The output of this model is an image of activations at pixel locations along interpolation paths. These activations appear at locations in images where people report perceiving illusory contours.

A more recent model (Kalar et al., 2010), generalizes the framework proposed in the model of Heitger et al. (1998) to interpolate both illusory and occluded contours. This model, which is a neural implementation of contour relatability and the identity hypothesis (that illusory and occluded objects share a common underlying interpolation mechanism), generates images of illusory and occluded contours consistent with human perception in a wide variety of contexts (e.g., Figure 10.12).

There is, however, an important shortcoming of models of this type. The inputs to these models are images where pixel values represent luminance. The outputs of the models are images of illusory and occluded (and real) contours. That is, these models take images that represent luminance at each pixel location and return images that represent illusory and occluded interpolation activity at each pixel location. There is nothing in the outputs to indicate that different pixels are connected to each other, that they form part of a contour, and so on. Nothing describes the areas that form a complete object, much less provides a description of its shape. In this sense, such models can be easily misinterpreted, as the observer viewing the outputs provides all of these additional descriptions.

 Displays and outputs from a filtering model that uses a unified operator to handle illusory and occluded interpolations. The model (Kalar et al., 2010) draws heavily on Heitger et al. (1998) but replaces their “ortho” and “para” grouping processes by a single operator sensitive to either L or T junction inputs. (a) Kanizsa-style transparency display on the left produces output on the right. The illusory contours would not be interpolated by a model sensitive to L junctions only (e.g., Heitger et al., 1998). Except for triangle vertices, all junctions in this display are anomalous T junctions. (b) Occlusion display on the left produces output on the right. This output differs from the Heitger et al. model, which is intended to interpolate only illusory contours.

FIGURE 10.12 Displays and outputs from a filtering model that uses a unified operator to handle illusory and occluded interpolations. The model (Kalar et al., 2010) draws heavily on Heitger et al. (1998) but replaces their “ortho” and “para” grouping processes by a single operator sensitive to either L or T junction inputs. (a) Kanizsa-style transparency display on the left produces output on the right. The illusory contours would not be interpolated by a model sensitive to L junctions only (e.g., Heitger et al., 1998). Except for triangle vertices, all junctions in this display are anomalous T junctions. (b) Occlusion display on the left produces output on the right. This output differs from the Heitger et al. model, which is intended to interpolate only illusory contours.

To account for human perception, the important filtering information provided by these models must feed into mechanisms that produce higher-level, symbolic descriptions. Beyond representations of contours (both physically defined and interpolated) as sets of unbound pixel values must be a more holistic description, with properties like shape, extent, and their geometric relationships to other contours in the scene.
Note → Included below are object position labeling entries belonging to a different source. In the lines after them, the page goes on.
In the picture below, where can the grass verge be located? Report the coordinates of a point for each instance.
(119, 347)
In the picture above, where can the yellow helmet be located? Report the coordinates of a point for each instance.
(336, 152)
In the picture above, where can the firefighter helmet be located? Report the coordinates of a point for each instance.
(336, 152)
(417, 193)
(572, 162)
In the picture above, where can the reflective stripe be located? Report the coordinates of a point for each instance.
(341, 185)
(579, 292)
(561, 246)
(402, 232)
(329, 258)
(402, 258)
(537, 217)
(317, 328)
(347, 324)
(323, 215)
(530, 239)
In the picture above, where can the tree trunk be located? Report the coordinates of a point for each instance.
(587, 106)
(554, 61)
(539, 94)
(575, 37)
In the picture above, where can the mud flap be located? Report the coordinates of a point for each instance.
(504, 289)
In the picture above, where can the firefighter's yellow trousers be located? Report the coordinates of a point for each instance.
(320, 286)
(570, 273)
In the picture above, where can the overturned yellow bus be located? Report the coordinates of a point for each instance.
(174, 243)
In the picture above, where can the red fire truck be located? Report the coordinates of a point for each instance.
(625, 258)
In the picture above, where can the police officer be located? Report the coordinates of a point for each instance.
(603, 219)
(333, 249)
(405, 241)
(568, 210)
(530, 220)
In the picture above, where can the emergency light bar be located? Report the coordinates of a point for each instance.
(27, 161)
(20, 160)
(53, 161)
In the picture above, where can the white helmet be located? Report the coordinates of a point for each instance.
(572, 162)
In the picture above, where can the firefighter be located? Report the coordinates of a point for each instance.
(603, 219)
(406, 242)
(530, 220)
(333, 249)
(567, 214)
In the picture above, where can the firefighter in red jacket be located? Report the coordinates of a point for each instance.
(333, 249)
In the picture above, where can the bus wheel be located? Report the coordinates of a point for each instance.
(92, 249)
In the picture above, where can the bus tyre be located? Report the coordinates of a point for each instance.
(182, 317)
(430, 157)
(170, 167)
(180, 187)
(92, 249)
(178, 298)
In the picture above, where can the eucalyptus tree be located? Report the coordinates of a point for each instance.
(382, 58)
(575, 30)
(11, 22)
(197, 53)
This is a very general point about research into object and surface perception. Vision models using relatively local filters describe important basic aspects of processing. At a higher level, some object recognition models assume tokens such as contour shapes, aspect ratios, or volumetric primitives as descriptions. The difficult problem is in the middle: How do we get from local filter responses to higher-level symbolic descriptions? This question is an especially high priority for understanding 3D shape and surface perception. Higher-level shape descriptions are needed to account for our use of shape in object recognition and our perceptions of similarity. As the Gestalt psychologists observed almost a century ago, two shapes may be seen as similar despite being composed of very different elements. Shape cannot be the sum of local filter activations. Understanding processes that bind local responses into unitary objects and achieve more abstract descriptions of these objects are crucial challenges for future research.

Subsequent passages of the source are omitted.